El dilema de Triffin nunca desapareció. Se sigue citando hoy cada vez que se discute sobre el papel global del dólar, sobre si el yuan de China podría reemplazarlo, o sobre por qué EE. UU. puede permitirse déficits tan grandes. Cualquier moneda nacional única que sirva como la reserva del mundo se enfrenta al mismo aprieto. Bretton Woods fue solo el primer lugar donde se cerró la trampa de golpe — y la veremos cerrarse en la próxima lección, cuando el presidente Nixon saque a EE. UU. del oro en 1971.

Repaso

Visión de conjunto

Bretton Woods, 1944–1971

  • Bretton Woods
    • Por qué construirlo
      • Años 30: flotación + devaluaciones + guerras comerciales
      • Querían recuperar los tipos fijos
      • Pero con una salida de emergencia, no la rigidez del oro
    • El diseño
      • Dólar fijado al oro a 35 $/oz
      • Otras monedas ancladas al dólar (±1 %)
      • 'El dólar tan bueno como el oro, el mundo anclado al dólar'
    • Instituciones
      • FMI = prestamista de balanza de pagos
      • Banco Mundial (BIRF) = reconstrucción + desarrollo
    • Funcionó ~25 años
      • Boom de posguerra + Plan Marshall
      • Dólar = reserva mundial
      • Tipos estables → boom comercial
    • La grieta: dilema de Triffin
      • El mundo necesita cada vez más dólares
      • Más dólares en el extranjero que oro en EE. UU.
      • La promesa de oro pierde credibilidad → Nixon (próxima lección)
Un arreglo deliberado para el caos de entreguerras: anclado al oro, centrado en el dólar, arbitrado por el FMI y el Banco Mundial — deshecho por los mismos dólares que lo impulsaron.

Ponte a prueba

Pregunta 1 de 50 correctas

¿Qué querían los diseñadores de 1944 que el viejo patrón oro no podía darles?

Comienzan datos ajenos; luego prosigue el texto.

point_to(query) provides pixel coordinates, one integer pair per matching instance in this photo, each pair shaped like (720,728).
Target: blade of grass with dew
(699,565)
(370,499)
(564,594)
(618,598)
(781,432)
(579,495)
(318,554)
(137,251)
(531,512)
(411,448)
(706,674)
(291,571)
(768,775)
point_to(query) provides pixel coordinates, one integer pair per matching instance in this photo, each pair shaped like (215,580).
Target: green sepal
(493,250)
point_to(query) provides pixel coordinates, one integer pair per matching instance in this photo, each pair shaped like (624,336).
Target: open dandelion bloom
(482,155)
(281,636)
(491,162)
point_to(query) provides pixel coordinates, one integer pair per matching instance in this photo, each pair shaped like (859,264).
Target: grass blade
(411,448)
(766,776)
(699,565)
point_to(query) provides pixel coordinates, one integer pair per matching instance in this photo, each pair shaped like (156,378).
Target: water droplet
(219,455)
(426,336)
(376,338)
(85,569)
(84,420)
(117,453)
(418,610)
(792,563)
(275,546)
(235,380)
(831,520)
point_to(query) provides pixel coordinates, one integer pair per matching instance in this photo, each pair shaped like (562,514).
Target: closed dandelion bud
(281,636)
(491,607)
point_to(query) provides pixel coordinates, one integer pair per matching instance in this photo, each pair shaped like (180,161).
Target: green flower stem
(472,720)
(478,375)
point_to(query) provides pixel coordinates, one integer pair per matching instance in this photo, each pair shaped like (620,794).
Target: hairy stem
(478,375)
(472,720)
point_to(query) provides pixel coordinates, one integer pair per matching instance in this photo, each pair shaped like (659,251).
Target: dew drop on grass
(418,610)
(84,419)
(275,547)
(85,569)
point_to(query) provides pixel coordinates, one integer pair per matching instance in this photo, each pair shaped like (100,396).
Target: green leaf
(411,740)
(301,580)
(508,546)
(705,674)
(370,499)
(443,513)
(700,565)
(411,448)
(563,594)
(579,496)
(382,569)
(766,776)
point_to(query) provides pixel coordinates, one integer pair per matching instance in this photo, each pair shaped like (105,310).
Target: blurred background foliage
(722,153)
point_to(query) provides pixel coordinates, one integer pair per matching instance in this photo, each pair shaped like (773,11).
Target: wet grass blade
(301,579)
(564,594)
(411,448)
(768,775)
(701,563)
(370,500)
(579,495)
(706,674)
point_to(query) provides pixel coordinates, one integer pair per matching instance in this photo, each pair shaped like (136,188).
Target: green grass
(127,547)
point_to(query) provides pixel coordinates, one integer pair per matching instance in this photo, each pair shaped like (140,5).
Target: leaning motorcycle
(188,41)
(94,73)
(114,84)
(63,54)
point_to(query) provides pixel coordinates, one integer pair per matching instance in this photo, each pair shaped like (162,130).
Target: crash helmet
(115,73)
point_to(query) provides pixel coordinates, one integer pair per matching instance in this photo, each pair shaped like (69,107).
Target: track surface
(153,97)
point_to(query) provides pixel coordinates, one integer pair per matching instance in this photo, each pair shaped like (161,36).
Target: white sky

Comprueba tu respuesta para continuar.

Ideas clave

Success:

Con qué quedarte

  • El motivo: los años treinta demostraron que los tipos flotantes más las devaluaciones competitivas más las guerras comerciales agravan las depresiones. Las naciones querían recuperar tipos fijos y predecibles — pero con una salida de emergencia, no la rigidez deflacionaria brutal del patrón oro.
  • La conferencia de 1944: 44 naciones se reunieron en Bretton Woods, NH. Keynes empujó una moneda mundial neutral (el bancor); White empujó un sistema centrado en el dólar. White ganó porque EE. UU. poseía ~dos tercios del oro del mundo.
  • El diseño: un patrón cambio-oro. El dólar estaba fijado al oro a $35/oz (canjeable por los bancos centrales extranjeros), y todas las demás monedas ancladas al dólar dentro de un ±1 %. “El dólar es tan bueno como el oro, y todos los demás están anclados al dólar.” Cada tipo cruzado sale de las paridades.
  • Las instituciones: el FMI presta a través de crisis de balanza de pagos y puede aprobar devaluaciones por “desequilibrio fundamental”; el Banco Mundial (BIRF) concede préstamos a largo plazo de reconstrucción y desarrollo.
  • Por qué funcionó ~25 años: el boom de posguerra, el dólar como reserva mundial, el Plan Marshall inundando Europa de dólares y los tipos estables que dispararon el comercio.
  • La grieta fatal — el dilema de Triffin: el mundo necesita cada vez más dólares, pero cuantos más dólares hay en el extranjero, menos creíble es la promesa de oro de los $35. A finales de los años sesenta los derechos extranjeros sobre el dólar empequeñecían el oro de EE. UU. El arreglo llega en la próxima lección: el shock de Nixon de 1971.